L’Association « Touche pas à mon enfant » est bien déterminée à relancer l’affaire de la jeune Nassima, victime d’un viol collectif, qui s’est donnée la mort dans la région de Marrakech après la décision d’innocenter ses bourreaux.
L’ONG fondée par Najat Anwar, a adressé un courrier au ministre d’État chargé des droits de l’homme, au ministre de la Justice et aux procureurs généraux du Roi près les Cours de Cassation et d’appel de Marrakech demandant l’ouverture d’une enquête sur le suicide de cette mineure de 16 ans.
Issue d’un milieu défavorisé, la victime, née en 2001, est la fille d’un père au chômage et une mère travailleuse domestique. Elle a été kidnappée à la place Arssat Al Maache à Marrakech par un groupe de quatre jeunes âgés de 20 à 23 ans puis séquestrée dans la maison d’un des ravisseurs à Sidi Moussa, à 15 km de la ville ocre. Elle est sauvagement violée et torturée avant d’être relâchée.
La mère de Nassima porte plainte en présentant un certificat médical témoignant des sévices subis par sa fille.
Une enquête est alors ouverte et les quatre agresseurs sont poursuivis pour détournement de mineure et attentat à la pudeur avec violence ayant entraîné la défloration de la victime. Mais contrairement à toute attente, le 21 avril 2016, la Cour d’appel de la ville décide d’innocenter les quatre mis en cause.
Une décision qui aggrava l’état de santé de la victime et la plongea dans une dépression encore plus profonde.
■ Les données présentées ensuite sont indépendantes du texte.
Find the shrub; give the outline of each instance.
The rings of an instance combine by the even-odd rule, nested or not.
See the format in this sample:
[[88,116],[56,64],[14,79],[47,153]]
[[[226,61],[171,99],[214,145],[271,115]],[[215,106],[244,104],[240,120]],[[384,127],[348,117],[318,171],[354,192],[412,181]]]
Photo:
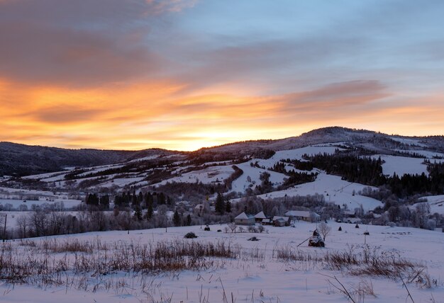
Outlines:
[[196,234],[194,234],[192,231],[190,231],[189,233],[187,233],[185,236],[184,236],[184,238],[185,239],[195,239],[197,238],[197,236],[196,236]]

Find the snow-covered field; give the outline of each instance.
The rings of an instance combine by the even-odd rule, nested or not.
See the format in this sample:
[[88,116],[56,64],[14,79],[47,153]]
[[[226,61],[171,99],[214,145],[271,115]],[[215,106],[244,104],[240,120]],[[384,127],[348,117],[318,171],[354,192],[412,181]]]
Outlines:
[[[427,200],[427,202],[430,205],[431,214],[438,212],[444,215],[444,195],[429,195],[423,198]],[[416,205],[414,205],[414,207]]]
[[349,210],[356,207],[365,211],[372,210],[378,206],[382,206],[381,201],[372,198],[360,195],[357,193],[367,187],[360,183],[353,183],[341,180],[338,176],[327,175],[321,173],[314,182],[300,184],[285,190],[279,190],[260,195],[262,198],[281,197],[304,196],[318,193],[323,195],[326,202],[332,202],[341,207],[346,205]]
[[[116,269],[106,275],[98,273],[78,273],[74,275],[67,265],[67,271],[60,273],[57,283],[36,282],[34,285],[0,285],[0,301],[8,302],[347,302],[340,281],[350,295],[358,302],[411,302],[400,278],[389,279],[378,275],[353,275],[351,268],[342,270],[329,268],[326,261],[304,259],[291,261],[279,258],[278,253],[292,251],[298,256],[311,256],[320,258],[326,253],[335,252],[362,252],[365,241],[367,252],[381,258],[406,259],[423,271],[410,281],[405,275],[411,297],[415,302],[442,302],[444,301],[443,273],[444,260],[444,234],[411,228],[364,226],[355,228],[354,224],[329,222],[331,231],[326,236],[326,247],[307,247],[306,240],[316,227],[315,224],[296,222],[296,228],[267,227],[267,231],[261,234],[225,233],[224,225],[211,226],[204,231],[199,226],[148,229],[131,231],[107,231],[51,237],[59,244],[74,239],[79,242],[101,243],[102,250],[94,250],[91,258],[104,261],[105,256],[112,255],[113,248],[127,248],[128,256],[132,250],[158,247],[159,243],[198,242],[216,244],[222,241],[232,248],[239,249],[235,258],[205,257],[212,263],[199,270],[178,270],[149,273],[125,271]],[[342,227],[339,231],[338,227]],[[217,229],[222,230],[217,232]],[[364,231],[370,235],[364,236]],[[199,237],[184,239],[184,235],[194,231]],[[248,239],[253,236],[260,241]],[[37,239],[32,243],[9,242],[11,246],[22,251],[39,253],[36,248],[45,241]],[[167,242],[165,242],[167,241]],[[183,242],[182,242],[183,241]],[[48,243],[48,242],[47,242]],[[49,242],[50,244],[51,242]],[[5,244],[3,244],[4,246]],[[9,244],[8,244],[9,245]],[[60,246],[62,246],[60,245]],[[60,252],[53,258],[64,264],[84,260],[88,253]],[[20,256],[18,256],[20,258]],[[121,260],[125,260],[124,256]],[[137,257],[137,256],[135,256]],[[31,257],[34,258],[34,257]],[[52,257],[51,257],[52,258]],[[133,257],[128,257],[132,260]],[[48,261],[50,263],[52,259]],[[77,263],[78,264],[78,263]],[[54,263],[57,266],[57,263]],[[77,276],[78,278],[72,278]],[[419,278],[430,278],[431,287],[424,285]],[[68,285],[64,281],[67,281]],[[39,286],[40,285],[40,286]],[[338,287],[338,288],[336,288]],[[370,294],[370,290],[374,295]],[[225,299],[226,296],[226,300]]]
[[394,173],[396,173],[396,175],[402,176],[406,173],[421,175],[424,173],[428,176],[423,159],[388,155],[376,155],[372,158],[378,159],[379,156],[385,161],[382,164],[382,173],[384,175],[393,176]]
Nassima a tenté de mettre fin à ses jours à trois reprises. La première en tentant de se jeter d’un toit, la deuxième en avalant de l’eau de javel, et la troisième, qui lui fut fatale, par pendaison.
La jeune femme avait été suivie par une psychologue dans la « Maison de l’Enfant » de Marrakech suite à ses deux premières tentatives de suicide, sans résultat.
« Touche pas à mon enfant » fait remarquer que le cas de Nassima est le deuxième en l’espace d’une année après celui de la jeune fille de Ben Guerir qui s’est immolée par le feu après la décision d’innocenter ses violeurs rendue par la Cour d’appel de Marrakech.
L’ONG souligne que le viol sur mineur est un crime qui se hisse au rang des violations graves des droits de l’Homme et la traite des êtres humains et appelle à la réouverture du dossier de cette affaire, au durcissement des sanctions contre la pédophilie, à la mise en place de centres de soutien psychologique aux victimes du viol et à la généralisation du programme « Hna M3ak » (Nous sommes avec toi) en partenariat avec le ministère de l’Intérieur.